Freire would never endorse such a practice. A teacher must come prepared and well-researched knowledge of the subject matter; what Freire would hate to see is when that pre-knowledge becomes a barrier to communication, or becomes a reason why students would be seen as irrelevant to the process of inquiry or knowledge creation. In Freirian problem-posing method, both teacher and students begin to cognize the world, as opposed to the cognition by teacher only in the banking method wherein what the teacher believes to be true is merely narrated to the students. The experience, the context, and the problematisation of the content of knowledge is a key feature of the Freirian pedagogical method. (Shor & Freire, 1987)
“The problem-posing method does not dichotomize the activity of the teacher-student: he (the teacher) is not “cognitive” at one point and “narrative” at another. He (the teacher) is always “cognitive,” whether preparing a project or engaging in dialogue with the students.
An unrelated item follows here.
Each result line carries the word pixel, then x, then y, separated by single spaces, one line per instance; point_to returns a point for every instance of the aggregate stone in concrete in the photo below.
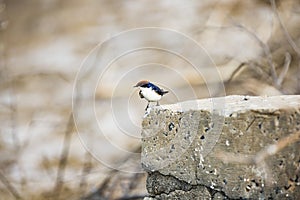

He (the teacher) does not regard cognizable objects as his private property, but as the object of reflection by himself and the students.” (Freire & Ramos, 2014)
Freire’s Pedagogy of the Oppressed was an international best seller with more than 1 million copies sold. One may not completely agree with his work, his ideas, his method, but it certainly deserves our attention. Reflecting upon how some of his incisive observations and analyses apply to our prevalent local classroom practices can serve as a useful reference point from where the path can be paved to bring in further openness, authentic participation and critical thought in our teaching practices.
Freire, P. (1985). The Politics of Education: Culture, Power, and Liberation: Bergin & Garvey.
Freire, P., & Ramos, M. B. (2014). Pedagogy of the Oppressed: 30th Anniversary Edition: Bloomsbury Publishing.
Schugurensky, D., & Bailey, R. (2014). Paulo Freire: Bloomsbury Publishing.
Shor, I., & Freire, P. (1987). A Pedagogy for Liberation: Dialogues on Transforming Education: Bergin & Garvey Publishers.
Hasnain Badami is a Karachi-based teacher trainer.